The intrinsic biomechanical property of cartilage itself makes it specifically at risk for progressive injury. Joint cartilage is on average 2–4 mm thick with a notable absence of blood vessels or innervation, relying on diffusion as a primary source of obtaining nutrients. As such, injury through this complex structure represents a significant challenge for healing and a compromise to the entire structure. Attempts at regeneration of type II cartilage are ongoing, but nevertheless, treatment of isolated articular lesions remains a clinical focus.
The techniques traditionally employed to treat these lesions have included marrow stimulation, autologous chondrocyte implantation, chondral transplantation soft tissue procedures such as meniscal transplantation, and alignment surgeries such as osteotomies.
Marrow Stimulation
Microfracture, or subchondral drilling aims at brining bleeding through the subchondral plate in the area of cartilage injury with the end goal of relocating stem cells into the area of injury.
Autologous Chondrocyte Implantation
Harvest and cartilage cells and reimplantation into the defect. Current indications for this treatment include young active patients who have failed conservative management with isolated cartilage lesions ≥2 cm2 with no subchondral bone involvement. The majority of failures happen early with this treatment (<24 months). Despite this, good short-to-midterm results have been reported with >70% of the grafts intact at long-term follow-up in some series.
Meniscal Transplant
This technique is used to reduce contact pressure with inside the joint. Typically, patients are younger with symptomatic meniscal deficiency, without arthritis, and with normal mechanical alignment and ligamentous stability.
Femoral and Tibial Osteotomies
another technique used to preserve thw joint.
1. Marrow stimulation can be an effective treatment for younger patients with small, isolated hyaline defects.
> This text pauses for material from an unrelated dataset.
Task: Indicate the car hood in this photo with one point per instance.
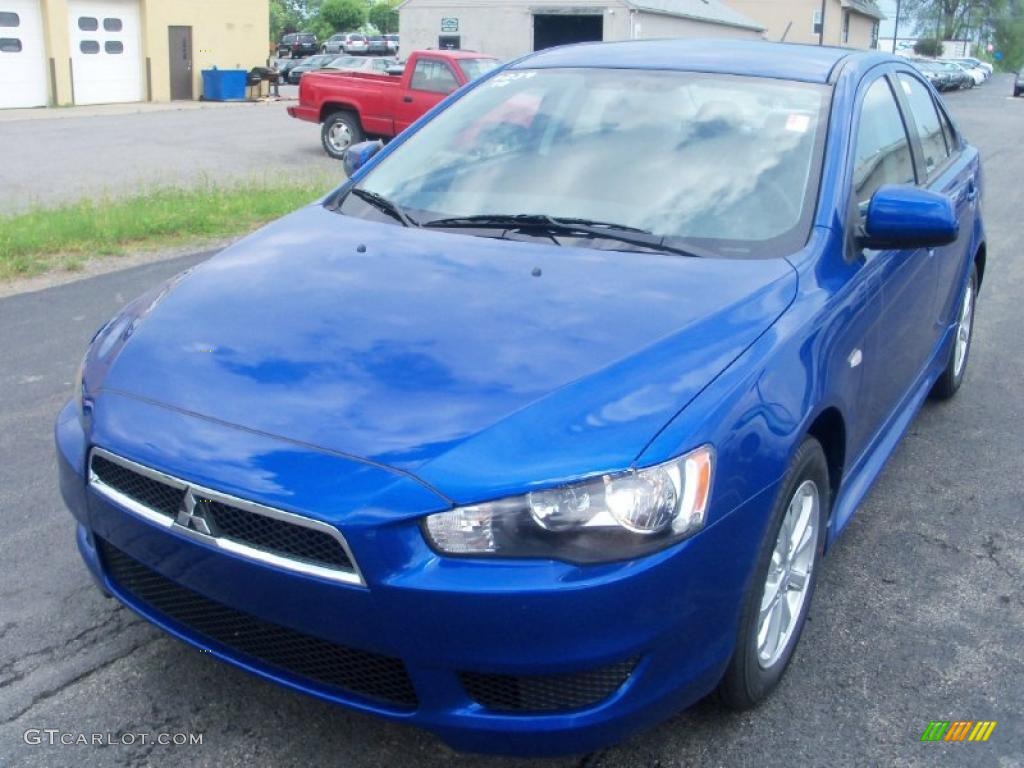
(481, 366)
2. Autologous chondrocyte implantation can be an effective treatment for young patients with small, isolated cartilage lesions ≥2 cm2 who have tried and failed conservative care.
3. Meniscal transplantation can be an effective treatment option for patients with symptomatic meniscal deficiency.
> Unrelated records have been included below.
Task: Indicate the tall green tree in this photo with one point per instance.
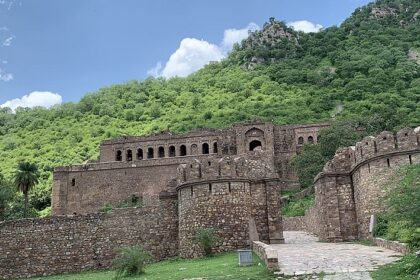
(25, 178)
(5, 196)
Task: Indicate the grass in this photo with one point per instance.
(408, 268)
(221, 266)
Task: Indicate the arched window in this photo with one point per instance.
(254, 144)
(300, 140)
(129, 155)
(118, 156)
(150, 153)
(205, 148)
(139, 154)
(215, 147)
(161, 152)
(183, 150)
(194, 149)
(172, 152)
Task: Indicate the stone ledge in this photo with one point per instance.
(391, 245)
(269, 256)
4.Osteotomy can be an effective treatment options that can delay the need for a partial or total knee replacement by preserving damaged joint tissue.
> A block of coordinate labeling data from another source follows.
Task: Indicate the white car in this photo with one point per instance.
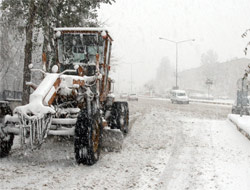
(132, 97)
(179, 96)
(124, 96)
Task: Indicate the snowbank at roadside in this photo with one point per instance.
(242, 123)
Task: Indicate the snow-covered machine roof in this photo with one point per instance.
(95, 29)
(84, 29)
(178, 91)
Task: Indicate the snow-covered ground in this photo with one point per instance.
(242, 123)
(169, 147)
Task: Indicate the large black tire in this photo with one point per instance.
(120, 116)
(7, 141)
(5, 145)
(88, 132)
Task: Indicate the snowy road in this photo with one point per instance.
(169, 147)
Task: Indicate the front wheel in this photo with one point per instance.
(120, 116)
(88, 133)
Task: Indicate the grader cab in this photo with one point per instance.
(74, 99)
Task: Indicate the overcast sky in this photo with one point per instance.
(136, 26)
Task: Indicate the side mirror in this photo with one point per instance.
(30, 66)
(76, 67)
(54, 69)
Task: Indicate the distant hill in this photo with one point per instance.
(224, 76)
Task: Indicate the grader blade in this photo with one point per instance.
(112, 140)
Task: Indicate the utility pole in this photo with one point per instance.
(176, 56)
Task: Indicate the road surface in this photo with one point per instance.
(169, 147)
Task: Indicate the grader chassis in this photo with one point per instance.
(74, 99)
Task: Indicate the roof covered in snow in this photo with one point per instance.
(81, 29)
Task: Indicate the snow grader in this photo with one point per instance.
(73, 99)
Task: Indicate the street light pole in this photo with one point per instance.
(176, 56)
(176, 62)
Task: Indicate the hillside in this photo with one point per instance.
(224, 76)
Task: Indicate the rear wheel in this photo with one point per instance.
(88, 133)
(6, 142)
(120, 116)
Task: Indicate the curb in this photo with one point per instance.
(240, 129)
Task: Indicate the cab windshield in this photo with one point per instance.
(181, 94)
(79, 48)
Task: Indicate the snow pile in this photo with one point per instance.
(43, 92)
(241, 122)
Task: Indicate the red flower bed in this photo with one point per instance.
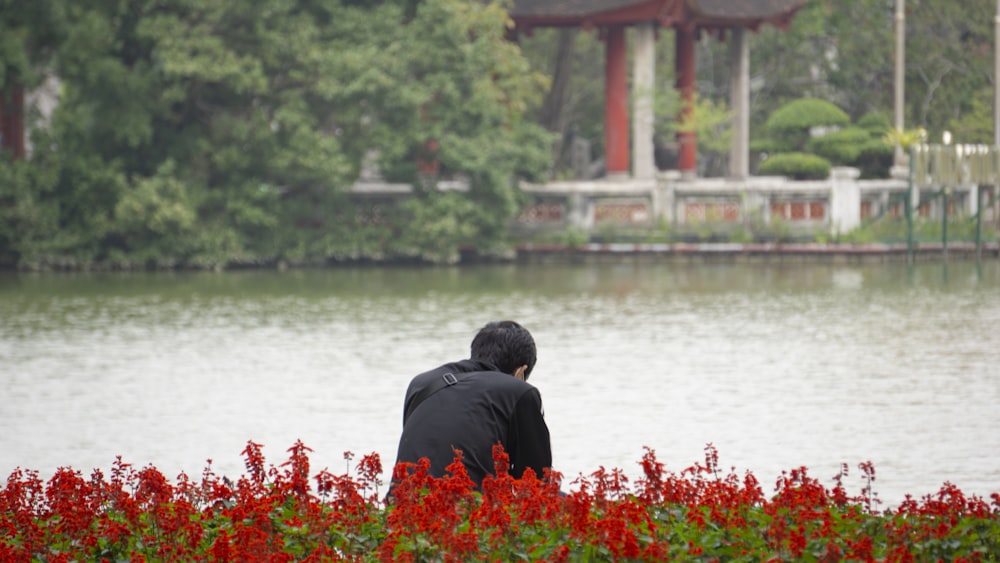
(286, 514)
Knee Joint Arthroplasty (Replacement)
Total knee replacement is a popular solution for painful end-stage knee arthritis. Modern implant designs come from further focus on knee functional movement after replacement.
Total knee replacement is a well-described treatment for painful knee arthritis that has failed appropriate conservative therapy. The goal of treatment is to alleviate pain and improve function. Appropriate conservative therapy can include non-steroidal anti-inflammatories, weight loss, activity modification, bracing, physical therapy, walking aids, and intraarticular injections and regenerative therapies.
Conclusion
The diagnosis and management of knee pain is constantly evolving. The guidance provided here is intended to understand which treatments are proven to be the most efficacious and suggest an appropriate order based on current peer reviewed evidence supplemented with expert opinions of well-experienced clinicians.